Noosphere89 comments on Why I’m Working On Model Agnostic Interpretability

Noosphere89 12 Nov 2022 19:16 UTC
2 points
−2
I’m unsure about this, because if you’re not black-boxing things, then you think that something specific lies in that structure. And that specificity is what makes it no longer agnostic to model choice.

You have to black box if you want maximally general insights.

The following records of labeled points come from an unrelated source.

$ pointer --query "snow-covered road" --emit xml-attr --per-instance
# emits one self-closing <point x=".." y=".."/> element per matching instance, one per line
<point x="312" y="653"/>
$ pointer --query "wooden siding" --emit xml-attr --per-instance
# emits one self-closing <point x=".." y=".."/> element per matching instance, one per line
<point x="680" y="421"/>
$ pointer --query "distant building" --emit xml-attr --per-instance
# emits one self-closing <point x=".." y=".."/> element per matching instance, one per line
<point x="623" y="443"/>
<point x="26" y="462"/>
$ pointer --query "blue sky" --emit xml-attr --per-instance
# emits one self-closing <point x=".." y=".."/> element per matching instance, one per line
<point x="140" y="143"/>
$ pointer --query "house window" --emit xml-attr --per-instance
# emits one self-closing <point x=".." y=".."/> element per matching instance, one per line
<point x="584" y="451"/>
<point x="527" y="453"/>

- β-redex 13 Nov 2022 0:54 UTC
  2 points
  0
  Parent
  I think we usually don’t generalize very far not because we don’t have general models, but because it’s very hard to state any useful properties about very general models.
  
  You can trivially view any model/agent as a Turing machine, without loss of generality.^[1] We just usually don’t do that because it’s very hard to state anything useful about such a general model of computation. (It seems very hard to prove/disprove P=NP, we know for a fact that halting is undecidable, etc.)
  
  I am very interested though what model John will use to state useful theorems that capture both the current DL paradigm, and the next paradigm with high probability. (He might have written about this somewhere already, haven’t read all his stuff yet.)
  ↩︎
  Assuming determinism, but OP’s black-box interpretability stuff already seems to assume that.
  - tailcalled 17 Nov 2022 12:16 UTC
    3 points
    0
    Parent
    I think he addressed it in Don’t Get Distracted By The Boilerplate.